Luke 16:33: "He said to him, 'If they do not listen to Moses and the Prophets, they will not be convinced even if someone rises from the dead.'"
We don't go to hell for not believing in Christ, or for lack of convincing signs or evidence, rather we don't believe in Christ because we are already on the road to hell, and don't want to get off it. We like it. Believing in Christ's call would mean we would have to give up that road, so we resist belief, and the Holy Spirit who is calling us to follow Christ.

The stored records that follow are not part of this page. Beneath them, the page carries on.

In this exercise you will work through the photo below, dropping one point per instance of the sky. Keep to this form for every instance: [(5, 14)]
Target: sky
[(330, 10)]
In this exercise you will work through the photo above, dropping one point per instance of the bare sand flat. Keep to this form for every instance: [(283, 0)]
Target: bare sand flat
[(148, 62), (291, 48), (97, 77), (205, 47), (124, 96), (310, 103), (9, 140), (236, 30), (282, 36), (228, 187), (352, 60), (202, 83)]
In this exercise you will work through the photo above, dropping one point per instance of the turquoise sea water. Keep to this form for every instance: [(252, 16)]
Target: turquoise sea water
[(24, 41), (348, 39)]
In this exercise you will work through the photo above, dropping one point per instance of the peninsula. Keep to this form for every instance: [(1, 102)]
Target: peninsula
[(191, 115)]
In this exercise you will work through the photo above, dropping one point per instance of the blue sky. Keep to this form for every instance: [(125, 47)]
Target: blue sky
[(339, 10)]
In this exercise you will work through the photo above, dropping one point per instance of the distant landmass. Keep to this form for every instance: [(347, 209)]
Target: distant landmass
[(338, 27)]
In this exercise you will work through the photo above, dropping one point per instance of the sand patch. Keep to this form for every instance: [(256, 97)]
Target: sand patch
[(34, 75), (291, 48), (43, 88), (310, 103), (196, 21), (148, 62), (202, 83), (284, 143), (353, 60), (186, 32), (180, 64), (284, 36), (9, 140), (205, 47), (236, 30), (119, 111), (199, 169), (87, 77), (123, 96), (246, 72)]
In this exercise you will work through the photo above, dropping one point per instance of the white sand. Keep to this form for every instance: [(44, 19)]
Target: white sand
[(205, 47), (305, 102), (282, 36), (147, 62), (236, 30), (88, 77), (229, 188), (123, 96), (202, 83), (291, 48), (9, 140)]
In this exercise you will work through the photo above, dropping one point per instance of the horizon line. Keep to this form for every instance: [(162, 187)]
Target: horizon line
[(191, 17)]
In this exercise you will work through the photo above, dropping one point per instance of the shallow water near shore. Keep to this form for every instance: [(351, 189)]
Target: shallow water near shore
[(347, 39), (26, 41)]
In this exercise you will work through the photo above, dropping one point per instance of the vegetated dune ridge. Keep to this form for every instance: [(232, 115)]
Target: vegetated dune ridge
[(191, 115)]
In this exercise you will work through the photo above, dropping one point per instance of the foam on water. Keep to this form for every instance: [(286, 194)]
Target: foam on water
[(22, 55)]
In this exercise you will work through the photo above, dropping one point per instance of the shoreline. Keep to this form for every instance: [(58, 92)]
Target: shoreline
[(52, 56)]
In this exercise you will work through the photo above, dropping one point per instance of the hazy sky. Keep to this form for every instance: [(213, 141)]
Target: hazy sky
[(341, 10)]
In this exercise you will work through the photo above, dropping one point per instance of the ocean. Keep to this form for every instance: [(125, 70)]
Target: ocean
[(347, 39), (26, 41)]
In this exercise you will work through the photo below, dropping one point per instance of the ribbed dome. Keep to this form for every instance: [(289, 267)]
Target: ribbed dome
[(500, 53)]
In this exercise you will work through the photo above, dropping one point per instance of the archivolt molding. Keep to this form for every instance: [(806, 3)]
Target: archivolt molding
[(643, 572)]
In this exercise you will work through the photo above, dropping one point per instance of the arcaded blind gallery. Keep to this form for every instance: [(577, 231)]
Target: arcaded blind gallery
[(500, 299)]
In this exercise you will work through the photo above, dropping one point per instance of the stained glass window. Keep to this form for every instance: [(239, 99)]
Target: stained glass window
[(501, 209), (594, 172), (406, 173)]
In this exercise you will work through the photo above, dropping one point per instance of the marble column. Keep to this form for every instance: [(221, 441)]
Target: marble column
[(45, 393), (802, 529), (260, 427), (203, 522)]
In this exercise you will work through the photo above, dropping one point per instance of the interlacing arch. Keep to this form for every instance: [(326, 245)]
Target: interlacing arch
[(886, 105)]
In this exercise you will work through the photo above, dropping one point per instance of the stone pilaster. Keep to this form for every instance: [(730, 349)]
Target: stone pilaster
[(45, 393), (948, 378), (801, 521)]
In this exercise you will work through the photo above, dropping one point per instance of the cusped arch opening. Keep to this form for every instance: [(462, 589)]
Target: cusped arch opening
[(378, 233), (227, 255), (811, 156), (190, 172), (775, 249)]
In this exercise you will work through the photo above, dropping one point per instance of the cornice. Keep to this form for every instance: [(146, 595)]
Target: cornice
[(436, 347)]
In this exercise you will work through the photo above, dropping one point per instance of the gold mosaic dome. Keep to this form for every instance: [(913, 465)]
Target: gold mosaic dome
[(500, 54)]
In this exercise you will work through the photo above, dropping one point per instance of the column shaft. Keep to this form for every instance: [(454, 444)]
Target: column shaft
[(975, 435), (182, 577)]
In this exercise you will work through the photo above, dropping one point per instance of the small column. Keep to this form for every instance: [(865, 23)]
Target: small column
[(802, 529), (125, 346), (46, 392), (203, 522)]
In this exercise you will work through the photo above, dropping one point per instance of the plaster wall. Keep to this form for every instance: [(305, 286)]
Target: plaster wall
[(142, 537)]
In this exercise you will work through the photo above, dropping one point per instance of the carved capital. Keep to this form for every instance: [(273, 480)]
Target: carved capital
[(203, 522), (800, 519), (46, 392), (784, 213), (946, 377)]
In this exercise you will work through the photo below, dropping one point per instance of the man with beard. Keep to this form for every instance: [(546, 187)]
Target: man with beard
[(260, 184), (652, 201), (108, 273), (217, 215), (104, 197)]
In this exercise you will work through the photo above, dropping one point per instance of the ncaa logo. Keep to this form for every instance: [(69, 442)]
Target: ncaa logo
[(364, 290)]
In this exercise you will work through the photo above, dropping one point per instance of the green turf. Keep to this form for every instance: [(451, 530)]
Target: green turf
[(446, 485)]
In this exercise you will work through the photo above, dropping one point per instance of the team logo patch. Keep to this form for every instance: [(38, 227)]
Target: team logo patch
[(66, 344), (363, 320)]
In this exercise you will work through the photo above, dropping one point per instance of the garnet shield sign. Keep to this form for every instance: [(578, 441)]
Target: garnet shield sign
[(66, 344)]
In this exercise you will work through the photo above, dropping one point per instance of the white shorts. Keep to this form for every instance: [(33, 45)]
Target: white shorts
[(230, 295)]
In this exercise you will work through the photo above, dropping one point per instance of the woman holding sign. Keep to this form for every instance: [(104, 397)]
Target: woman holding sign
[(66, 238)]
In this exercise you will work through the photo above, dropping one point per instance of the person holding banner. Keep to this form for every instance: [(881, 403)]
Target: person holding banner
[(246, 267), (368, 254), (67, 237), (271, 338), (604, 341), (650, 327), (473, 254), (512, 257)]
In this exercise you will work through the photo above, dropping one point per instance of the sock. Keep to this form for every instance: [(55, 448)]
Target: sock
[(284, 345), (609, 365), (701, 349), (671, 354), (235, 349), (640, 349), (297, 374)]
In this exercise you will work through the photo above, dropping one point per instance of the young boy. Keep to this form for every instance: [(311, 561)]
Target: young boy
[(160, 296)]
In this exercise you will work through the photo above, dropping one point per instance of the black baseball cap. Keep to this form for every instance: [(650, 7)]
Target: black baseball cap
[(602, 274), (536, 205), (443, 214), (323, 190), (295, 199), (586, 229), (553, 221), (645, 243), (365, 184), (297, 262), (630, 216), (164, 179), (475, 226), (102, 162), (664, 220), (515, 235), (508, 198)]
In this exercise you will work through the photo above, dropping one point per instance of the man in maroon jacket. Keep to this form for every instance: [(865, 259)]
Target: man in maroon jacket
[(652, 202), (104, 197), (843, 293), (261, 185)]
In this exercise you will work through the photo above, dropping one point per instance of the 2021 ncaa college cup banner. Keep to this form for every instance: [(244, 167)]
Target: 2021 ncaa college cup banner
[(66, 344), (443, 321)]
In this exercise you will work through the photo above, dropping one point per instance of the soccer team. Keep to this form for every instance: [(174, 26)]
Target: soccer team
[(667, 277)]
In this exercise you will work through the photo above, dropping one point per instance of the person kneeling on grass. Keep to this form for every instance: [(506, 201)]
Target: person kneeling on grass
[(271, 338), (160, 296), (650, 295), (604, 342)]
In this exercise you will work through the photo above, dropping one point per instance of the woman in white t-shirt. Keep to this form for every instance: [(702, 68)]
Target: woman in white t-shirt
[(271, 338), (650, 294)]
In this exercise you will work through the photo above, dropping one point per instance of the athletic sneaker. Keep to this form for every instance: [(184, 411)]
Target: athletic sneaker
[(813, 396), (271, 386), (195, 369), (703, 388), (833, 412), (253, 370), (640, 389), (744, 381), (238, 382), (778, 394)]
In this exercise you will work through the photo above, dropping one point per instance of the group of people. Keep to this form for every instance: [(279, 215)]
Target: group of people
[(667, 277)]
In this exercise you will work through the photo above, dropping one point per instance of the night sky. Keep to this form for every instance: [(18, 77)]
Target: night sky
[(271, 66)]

It is the Scholastic tendency in all of us that prods us to succumb to the temptation to resolve the penultimate aporia of God as the lover of all mankind and the warnings we find that some will slam the door on that love. I prefer Metropolitan Ware's approach, to state both sides of the dialectic as they are presented in the witness to God's revelation without trying to force one of them into a preconceived mold and explain away anything we find on the other side:
"Christ is the judge; and yet from another point of view, it is we who pronounce judgment upon ourselves. If anyone is in hell, it is not because God has imprisoned him there [or shown him a sufficient "forcing miracle" as was seen by Paul], but because that is where he himself has chosen to be. The lost in hell are self condemned, self-enslaved; it has been rightly said that the doors of hell are locked on the inside.
How can a God of love accept that even a single one of the creatures whom he has made should remain forever in hell? There is a mystery here which, from our standpoint in this present life, we cannot hope to fathom. The best we can do is to hold in balance two truths, contrasting but not contradictory. First, God has given free will to man, and so to all eternity it lies in man's power to reject God. Secondly, love signifies compassion, involvement; and so, if there are any who remain eternally in hell, in some sense God is also there with them.

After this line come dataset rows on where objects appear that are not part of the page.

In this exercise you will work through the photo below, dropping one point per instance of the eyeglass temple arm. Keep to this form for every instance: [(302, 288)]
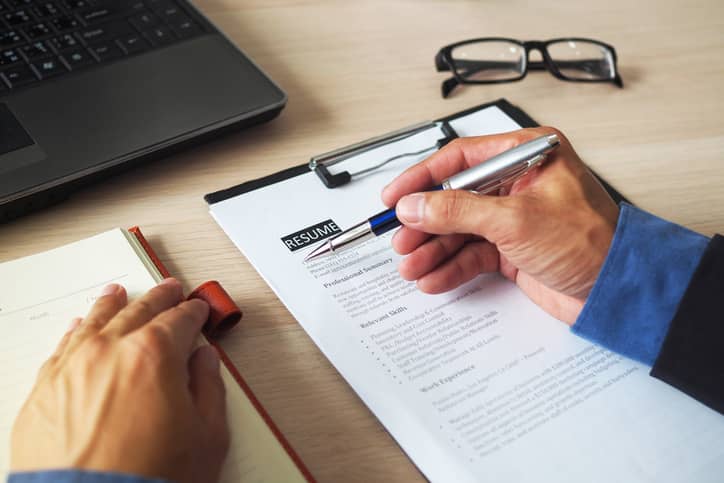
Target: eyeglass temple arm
[(441, 63)]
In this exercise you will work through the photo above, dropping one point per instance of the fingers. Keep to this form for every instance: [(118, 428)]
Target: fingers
[(458, 155), (208, 392), (455, 211), (112, 299), (429, 255), (407, 239), (472, 260), (160, 298), (182, 325)]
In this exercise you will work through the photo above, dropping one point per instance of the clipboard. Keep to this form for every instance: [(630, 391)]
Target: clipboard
[(467, 380), (514, 112)]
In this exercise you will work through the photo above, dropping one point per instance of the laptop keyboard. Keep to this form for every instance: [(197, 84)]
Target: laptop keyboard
[(42, 40)]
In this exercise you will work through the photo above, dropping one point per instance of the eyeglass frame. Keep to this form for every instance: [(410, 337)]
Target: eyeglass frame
[(445, 62)]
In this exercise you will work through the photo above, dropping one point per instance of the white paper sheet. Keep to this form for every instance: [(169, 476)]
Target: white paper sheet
[(478, 384)]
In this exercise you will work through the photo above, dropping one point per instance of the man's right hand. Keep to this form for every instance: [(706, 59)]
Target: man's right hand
[(550, 234)]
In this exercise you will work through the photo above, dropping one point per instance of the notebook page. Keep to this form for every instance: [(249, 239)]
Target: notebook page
[(39, 295), (478, 384)]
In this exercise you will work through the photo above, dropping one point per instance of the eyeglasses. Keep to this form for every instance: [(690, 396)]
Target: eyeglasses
[(492, 60)]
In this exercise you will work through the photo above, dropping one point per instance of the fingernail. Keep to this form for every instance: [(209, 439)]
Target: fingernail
[(210, 358), (170, 281), (74, 324), (411, 208), (110, 289)]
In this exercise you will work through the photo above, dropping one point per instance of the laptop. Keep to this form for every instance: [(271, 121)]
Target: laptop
[(91, 87)]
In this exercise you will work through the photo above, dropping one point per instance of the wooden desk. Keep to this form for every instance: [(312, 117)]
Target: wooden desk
[(357, 69)]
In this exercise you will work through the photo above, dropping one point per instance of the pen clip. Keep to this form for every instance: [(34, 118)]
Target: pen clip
[(510, 176)]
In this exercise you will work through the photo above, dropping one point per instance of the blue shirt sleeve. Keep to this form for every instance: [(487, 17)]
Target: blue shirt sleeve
[(77, 476), (642, 280)]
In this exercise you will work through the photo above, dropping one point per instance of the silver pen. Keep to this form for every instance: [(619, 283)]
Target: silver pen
[(483, 178)]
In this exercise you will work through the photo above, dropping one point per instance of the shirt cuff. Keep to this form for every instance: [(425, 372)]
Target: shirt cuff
[(77, 476), (643, 278)]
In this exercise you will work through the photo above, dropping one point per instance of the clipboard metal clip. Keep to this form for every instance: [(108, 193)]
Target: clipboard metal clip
[(320, 163)]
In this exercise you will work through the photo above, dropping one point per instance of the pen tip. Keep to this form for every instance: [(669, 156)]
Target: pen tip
[(319, 251)]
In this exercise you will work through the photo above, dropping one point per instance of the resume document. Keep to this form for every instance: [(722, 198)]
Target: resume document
[(478, 384)]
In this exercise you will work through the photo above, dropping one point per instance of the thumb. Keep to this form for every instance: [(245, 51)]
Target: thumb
[(457, 211), (208, 392)]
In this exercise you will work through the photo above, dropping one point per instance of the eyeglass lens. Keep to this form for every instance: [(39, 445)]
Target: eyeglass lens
[(494, 60), (489, 60), (582, 60)]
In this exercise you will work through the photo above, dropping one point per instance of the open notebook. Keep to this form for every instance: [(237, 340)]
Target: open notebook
[(40, 294)]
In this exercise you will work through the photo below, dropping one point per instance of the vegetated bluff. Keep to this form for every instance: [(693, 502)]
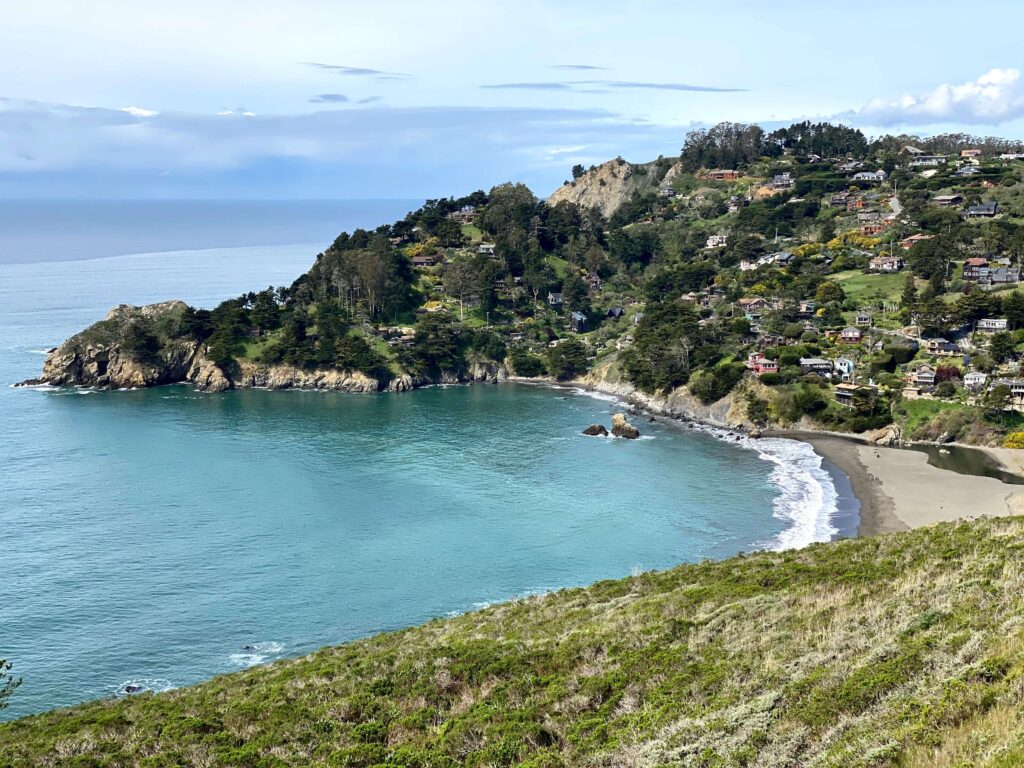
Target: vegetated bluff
[(805, 276), (902, 650)]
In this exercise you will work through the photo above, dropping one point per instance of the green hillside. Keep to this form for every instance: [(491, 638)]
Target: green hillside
[(905, 650)]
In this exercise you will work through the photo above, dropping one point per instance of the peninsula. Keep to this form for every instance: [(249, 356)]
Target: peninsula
[(837, 284)]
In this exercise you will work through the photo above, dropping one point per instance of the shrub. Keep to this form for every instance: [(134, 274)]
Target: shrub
[(1014, 439)]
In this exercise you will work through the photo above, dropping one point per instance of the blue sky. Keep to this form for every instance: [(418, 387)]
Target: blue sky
[(314, 98)]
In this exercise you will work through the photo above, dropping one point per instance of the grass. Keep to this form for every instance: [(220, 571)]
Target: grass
[(921, 412), (865, 288), (902, 650)]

It is written in the Psalms, 'If I go down to hell, thou art there also' (139:7): and St. Isaac the Syrian says, "It is wrong to imagine that sinners in hell are cut off from the love of God' (AH 28 (27), p. 141). Divine love is everywhere, and rejects no one. But we on our side are free to reject divine love: we cannot, however, do so without inflicting pain on ourselves, and the more final our rejection the more bitter our suffering" (Bishop Kallistos Ware, PhD [Oxford], The Orthodox Way
, pp. 135-136).
If someone believes that they will suffer eternally in hell if they choose against God, are they really free to choose in favor of God?
As to the OP, whether the reality of hell itself would be forcing, John Milton supposed otherwise:
"The mind is its own place, and in itself
Can make a heav'n of hell, a hell of heav'n.
...Here at least
we shall be free; the Almighty hath not built
Here for his envy, will not drive us hence:
Here we may reign secure, and in my choice
to reign is worth ambition though in Hell:Better to reign in Hell, than serve in Heaven.